Now it is the criminals in the Justice Department who are hunkering down.

OFF THE RECORD

We have never worked on an article for which so many sources were genuinely afraid to speak on the record. People in Washington, D.C., both in and out of government, are frightened of crossing the Department of Justice. One former DOJ official agonized when we asked if we could name him in this piece. "It embarrasses me that I don't have the courage to go on the record," he said, "but I still have a family to support and I know the power of the DOJ and the ruthlessness with which it is now being exercised."

We heard similar comments again and again, and the fears that inspired them did not seem unfounded.
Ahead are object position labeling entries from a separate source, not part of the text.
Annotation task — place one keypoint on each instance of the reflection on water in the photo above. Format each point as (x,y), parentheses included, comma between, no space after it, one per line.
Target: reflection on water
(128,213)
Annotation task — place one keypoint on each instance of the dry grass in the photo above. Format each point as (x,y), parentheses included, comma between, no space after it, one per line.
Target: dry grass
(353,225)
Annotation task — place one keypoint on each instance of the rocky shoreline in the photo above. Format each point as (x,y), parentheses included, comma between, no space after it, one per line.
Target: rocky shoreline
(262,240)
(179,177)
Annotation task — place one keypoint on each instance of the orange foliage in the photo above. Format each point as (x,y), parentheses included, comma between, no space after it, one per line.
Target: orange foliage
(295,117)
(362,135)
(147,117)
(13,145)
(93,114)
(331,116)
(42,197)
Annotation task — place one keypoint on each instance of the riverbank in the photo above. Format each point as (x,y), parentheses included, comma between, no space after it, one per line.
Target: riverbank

DOJ employees have been fired, demoted, and transferred when they've gotten out of step with the department's political agenda.

"I almost despise my own lack of political courage for not speaking out sooner," another career DOJ official told us. "We have an enormous desire to purge ourselves of what we know. We want to participate in our own salvation."

Stephen Pizzo is a regular contributor to Mother Jones. Mary Fricker, a business reporter for the Santa Rosa Press Democrat, coauthored with Stephen Pizzo, Inside Job: The Looting of America's Savings and Loans. Kevin Hogan is a research associate of Mother Jones who contributed additional reporting to the story.